Today’s update from the Australian Energy Market Operator (AEMO) revealing wholesale power prices soared 141 per cent in the first three months of 2022 compared to the same period last year – due to coal plant outages and coal market bids – shows how companies like AGL are driving up the cost of living for Australian households, Greenpeace Australia Pacific says.
As the cost of coal soars and the International Energy Agency (IEA) overnight launches a panel of global energy, climate, and finance leaders to manage the exit of coal from the global economy[1], AGL continues to limp towards a proposed demerger which will fail to deliver financial value to shareholders or seize the opportunity of an inevitable and accelerating energy transition.
Hannah McLeay, Greenpeace Australia Pacific campaigner, said the AEMO update shows AGL, Australia’s biggest climate polluter, is hurtling down a path to failure through its obsession with expensive and unreliable coal, which it will attempt to cover up through its proposed demerger.
“As today’s AEMO update shows, coal power isn’t just dangerous and polluting – it’s ruinously expensive too, with coal-burning companies like AGL capitalising on soaring prices at the expense of Australian households.
“Despite coal being economically and financially disastrous, AGL wants to demerge to keep burning this outdated fuel source, and saddle households and shareholders with the costs. It serves only to jeopardise shareholder value by hiving off its crumbling coal-fired power stations into a separate company and leaving shareholders holding ownership of a dying organisation.
“Expecting shareholders to back a proposal which would do nothing to address these issues is the height of hubris, and the AGL leadership knows it.”

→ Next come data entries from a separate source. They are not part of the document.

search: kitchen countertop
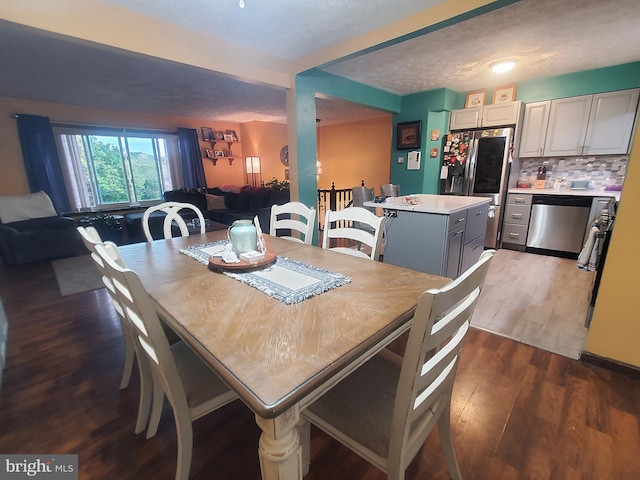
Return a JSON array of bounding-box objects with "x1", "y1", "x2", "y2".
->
[
  {"x1": 509, "y1": 188, "x2": 622, "y2": 202},
  {"x1": 363, "y1": 194, "x2": 491, "y2": 215}
]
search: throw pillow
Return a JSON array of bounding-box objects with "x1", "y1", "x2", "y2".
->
[
  {"x1": 0, "y1": 192, "x2": 58, "y2": 223},
  {"x1": 206, "y1": 194, "x2": 226, "y2": 210},
  {"x1": 249, "y1": 188, "x2": 271, "y2": 212}
]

“AGL could join the rest of the market and accept the pace of the transition to renewable energy. Instead, it continues its dogmatic direction towards a dodgy demerger which makes no environmental or financial sense and is simply a ploy to hide its broken, failing coal-burning power stations.
“AGL must scrap its proposed demerger and deliver real, lasting shareholder value by embracing the energy transition and replacing its dirty coal-burning power stations with renewables by 2030,” she said.
AGL plans to continue burning coal at Loy Yang A until 2045 far beyond the timeline needed to ensure a safer climate, with the UN and IEA both warning that Australia’s coal power stations must close by 2030 to ensure a safer climate and economic future for our country.